3. Biological materials have inherent specificity. We like generic materials, but the natural world works on the basis that although design principles are generic, the applications are specific. Materials in nature are customised to be fit for purpose:

"We have yet to fully understand and take advantage of the inherent specificity of natural mechanical design principles. For example, multilayered armored fish scales serve as protection from predatory penetrating impacts, mussel byssal threads are hysteretic yet resilient to large strain deformation in order to maintain adhesion to rocks in the face of the pounding surf, and graded layer junctions in teeth resist catastrophic fracture during mastication. Each of these systems experiences, and has been designed to endure, very different loading conditions in their environment and during their function."

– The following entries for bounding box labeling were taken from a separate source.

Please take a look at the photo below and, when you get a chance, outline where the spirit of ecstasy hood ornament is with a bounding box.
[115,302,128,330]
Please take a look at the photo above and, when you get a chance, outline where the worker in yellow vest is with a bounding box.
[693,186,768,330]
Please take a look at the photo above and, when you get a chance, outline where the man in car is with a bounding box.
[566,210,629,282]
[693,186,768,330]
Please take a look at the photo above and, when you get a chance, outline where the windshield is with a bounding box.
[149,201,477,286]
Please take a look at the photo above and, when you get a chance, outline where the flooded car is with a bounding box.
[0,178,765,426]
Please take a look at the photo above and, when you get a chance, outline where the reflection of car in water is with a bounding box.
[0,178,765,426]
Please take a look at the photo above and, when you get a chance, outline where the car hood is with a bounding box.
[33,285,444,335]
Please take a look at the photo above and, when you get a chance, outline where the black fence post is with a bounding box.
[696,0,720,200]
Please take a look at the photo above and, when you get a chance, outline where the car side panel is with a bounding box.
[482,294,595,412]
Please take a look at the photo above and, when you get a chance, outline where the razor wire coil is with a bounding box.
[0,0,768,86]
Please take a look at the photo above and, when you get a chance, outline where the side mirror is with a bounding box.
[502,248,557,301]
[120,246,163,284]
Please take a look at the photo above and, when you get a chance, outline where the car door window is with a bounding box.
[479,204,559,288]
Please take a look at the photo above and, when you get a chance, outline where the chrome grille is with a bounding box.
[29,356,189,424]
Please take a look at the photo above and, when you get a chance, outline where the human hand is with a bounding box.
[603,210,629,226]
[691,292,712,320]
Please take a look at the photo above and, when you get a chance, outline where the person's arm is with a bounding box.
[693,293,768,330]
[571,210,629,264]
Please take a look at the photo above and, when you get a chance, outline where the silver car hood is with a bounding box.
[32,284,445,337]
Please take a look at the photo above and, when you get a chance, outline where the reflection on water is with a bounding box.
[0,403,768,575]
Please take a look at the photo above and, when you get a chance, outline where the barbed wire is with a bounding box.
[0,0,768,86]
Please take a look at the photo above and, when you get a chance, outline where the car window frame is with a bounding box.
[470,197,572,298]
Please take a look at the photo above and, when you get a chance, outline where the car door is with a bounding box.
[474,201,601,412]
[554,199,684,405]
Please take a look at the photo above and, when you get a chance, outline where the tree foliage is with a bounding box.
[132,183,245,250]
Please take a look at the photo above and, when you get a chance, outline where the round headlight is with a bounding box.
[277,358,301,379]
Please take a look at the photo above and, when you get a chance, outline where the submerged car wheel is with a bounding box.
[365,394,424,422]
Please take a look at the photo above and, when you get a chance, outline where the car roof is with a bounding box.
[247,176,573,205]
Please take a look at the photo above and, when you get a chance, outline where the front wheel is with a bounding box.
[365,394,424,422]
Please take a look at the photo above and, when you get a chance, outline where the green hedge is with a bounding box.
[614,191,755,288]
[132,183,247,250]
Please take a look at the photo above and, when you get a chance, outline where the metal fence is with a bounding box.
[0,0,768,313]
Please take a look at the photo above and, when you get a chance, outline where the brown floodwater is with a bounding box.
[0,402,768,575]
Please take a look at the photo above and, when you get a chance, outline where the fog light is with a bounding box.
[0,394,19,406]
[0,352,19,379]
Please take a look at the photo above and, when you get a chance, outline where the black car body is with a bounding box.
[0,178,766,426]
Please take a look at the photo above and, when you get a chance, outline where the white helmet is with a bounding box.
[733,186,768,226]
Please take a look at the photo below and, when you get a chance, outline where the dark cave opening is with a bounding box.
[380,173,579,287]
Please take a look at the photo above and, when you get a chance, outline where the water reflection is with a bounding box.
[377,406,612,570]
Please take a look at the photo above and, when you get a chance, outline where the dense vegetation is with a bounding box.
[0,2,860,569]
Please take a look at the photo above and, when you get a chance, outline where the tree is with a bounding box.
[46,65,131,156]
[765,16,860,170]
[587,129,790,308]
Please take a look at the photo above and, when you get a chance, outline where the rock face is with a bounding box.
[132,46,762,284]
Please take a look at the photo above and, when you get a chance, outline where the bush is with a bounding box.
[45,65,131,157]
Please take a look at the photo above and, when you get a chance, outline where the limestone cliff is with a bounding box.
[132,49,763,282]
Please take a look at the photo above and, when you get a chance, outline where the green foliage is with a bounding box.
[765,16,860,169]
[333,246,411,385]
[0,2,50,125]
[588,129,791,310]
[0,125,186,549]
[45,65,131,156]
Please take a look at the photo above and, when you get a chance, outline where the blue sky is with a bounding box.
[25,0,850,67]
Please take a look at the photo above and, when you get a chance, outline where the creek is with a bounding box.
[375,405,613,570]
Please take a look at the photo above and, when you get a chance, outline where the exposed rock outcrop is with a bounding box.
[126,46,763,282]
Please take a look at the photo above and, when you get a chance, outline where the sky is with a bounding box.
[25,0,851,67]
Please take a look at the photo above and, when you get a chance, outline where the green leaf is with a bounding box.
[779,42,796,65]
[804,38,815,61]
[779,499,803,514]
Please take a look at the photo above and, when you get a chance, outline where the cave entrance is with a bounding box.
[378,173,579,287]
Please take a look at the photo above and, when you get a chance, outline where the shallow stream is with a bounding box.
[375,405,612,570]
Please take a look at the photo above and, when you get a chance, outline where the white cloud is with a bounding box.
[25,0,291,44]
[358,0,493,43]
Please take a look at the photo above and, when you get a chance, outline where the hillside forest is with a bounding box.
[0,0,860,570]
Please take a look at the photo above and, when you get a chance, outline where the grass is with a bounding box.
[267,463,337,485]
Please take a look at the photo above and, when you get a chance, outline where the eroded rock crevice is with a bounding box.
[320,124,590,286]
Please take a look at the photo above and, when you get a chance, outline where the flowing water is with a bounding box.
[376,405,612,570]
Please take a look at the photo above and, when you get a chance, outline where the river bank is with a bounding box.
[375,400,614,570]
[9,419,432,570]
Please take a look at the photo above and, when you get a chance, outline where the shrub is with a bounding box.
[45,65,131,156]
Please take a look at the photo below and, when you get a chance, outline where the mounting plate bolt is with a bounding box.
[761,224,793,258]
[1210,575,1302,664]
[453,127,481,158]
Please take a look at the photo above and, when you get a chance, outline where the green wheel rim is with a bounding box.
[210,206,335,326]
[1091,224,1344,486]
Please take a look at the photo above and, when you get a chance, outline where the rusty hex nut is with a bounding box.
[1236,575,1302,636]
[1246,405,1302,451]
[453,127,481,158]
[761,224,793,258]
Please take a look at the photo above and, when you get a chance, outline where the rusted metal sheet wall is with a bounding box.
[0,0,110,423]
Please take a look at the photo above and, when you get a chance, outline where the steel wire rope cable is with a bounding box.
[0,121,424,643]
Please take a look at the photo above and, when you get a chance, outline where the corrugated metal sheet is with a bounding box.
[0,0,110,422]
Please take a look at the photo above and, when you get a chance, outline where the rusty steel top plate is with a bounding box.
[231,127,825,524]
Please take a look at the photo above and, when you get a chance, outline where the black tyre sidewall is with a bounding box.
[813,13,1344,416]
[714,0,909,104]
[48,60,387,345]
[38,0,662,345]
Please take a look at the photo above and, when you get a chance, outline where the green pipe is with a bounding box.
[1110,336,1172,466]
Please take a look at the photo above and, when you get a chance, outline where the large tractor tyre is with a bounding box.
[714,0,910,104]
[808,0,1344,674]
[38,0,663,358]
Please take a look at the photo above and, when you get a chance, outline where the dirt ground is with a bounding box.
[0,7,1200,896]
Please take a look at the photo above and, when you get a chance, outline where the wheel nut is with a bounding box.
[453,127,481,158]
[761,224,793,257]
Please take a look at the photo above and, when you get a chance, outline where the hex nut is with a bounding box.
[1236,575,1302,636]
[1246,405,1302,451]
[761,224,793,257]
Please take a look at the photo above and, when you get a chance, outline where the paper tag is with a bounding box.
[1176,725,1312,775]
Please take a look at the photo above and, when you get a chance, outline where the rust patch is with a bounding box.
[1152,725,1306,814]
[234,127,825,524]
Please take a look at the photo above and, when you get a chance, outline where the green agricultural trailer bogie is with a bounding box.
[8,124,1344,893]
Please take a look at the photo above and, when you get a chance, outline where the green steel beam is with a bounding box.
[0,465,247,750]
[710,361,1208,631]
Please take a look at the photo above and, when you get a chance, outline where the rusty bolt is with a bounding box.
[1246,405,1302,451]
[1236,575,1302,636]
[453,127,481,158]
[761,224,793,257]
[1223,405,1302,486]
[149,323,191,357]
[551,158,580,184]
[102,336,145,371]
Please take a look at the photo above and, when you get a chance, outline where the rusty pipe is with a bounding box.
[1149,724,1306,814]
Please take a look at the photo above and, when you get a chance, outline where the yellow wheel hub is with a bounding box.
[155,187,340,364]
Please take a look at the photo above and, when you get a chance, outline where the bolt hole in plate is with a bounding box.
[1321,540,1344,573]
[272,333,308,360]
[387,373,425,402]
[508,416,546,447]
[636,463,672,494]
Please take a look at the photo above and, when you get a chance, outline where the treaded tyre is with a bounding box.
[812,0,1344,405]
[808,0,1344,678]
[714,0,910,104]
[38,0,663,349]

Biomimetic research is based on the premise that the natural world is information-rich and reverse engineering methodologies are likely to be fruitful. The significance of the two articles discussed here is that both recognise that the information concerns design principles embedded in specific applications. There is a conceptual gulf between this and the "evolutionary tinkering" mechanism of Darwinism, which has no depth and knows only pragmatism as a rationale. Design-based methodologies in biomimetics are yielding tangible results - and evolutionary tinkering is revealed as irrelevant.

Bioinspired Design and Assembly of Platelet Reinforced Polymer Films
Lorenz J. Bonderer, Andre R. Studart, and Ludwig J. Gauckler
Science, 319, 22 February 2008: 1069-1073.

Although strong and stiff human-made composites have long been developed, the microstructure of today's most advanced composites has yet to achieve the order and sophisticated hierarchy of hybrid materials built up by living organisms in nature. Clay-based nanocomposites with layered structure can reach notable stiffness and strength, but these properties are usually not accompanied by the ductility and flaw tolerance found in the structures generated by natural hybrid materials. By using principles found in natural composites, we showed that layered hybrid films combining high tensile strength and ductile behavior can be obtained through the bottom-up colloidal assembly of strong submicrometer-thick ceramic platelets within a ductile polymer matrix.

Bioinspired Structural Materials
Christine Ortiz and Mary C. Boyce
Science, 319, 22 February 2008: 1053-1054.

Materials scientists are seeking to create synthetic materials based on the mechanical design principles found in biological materials such as seashell nacre.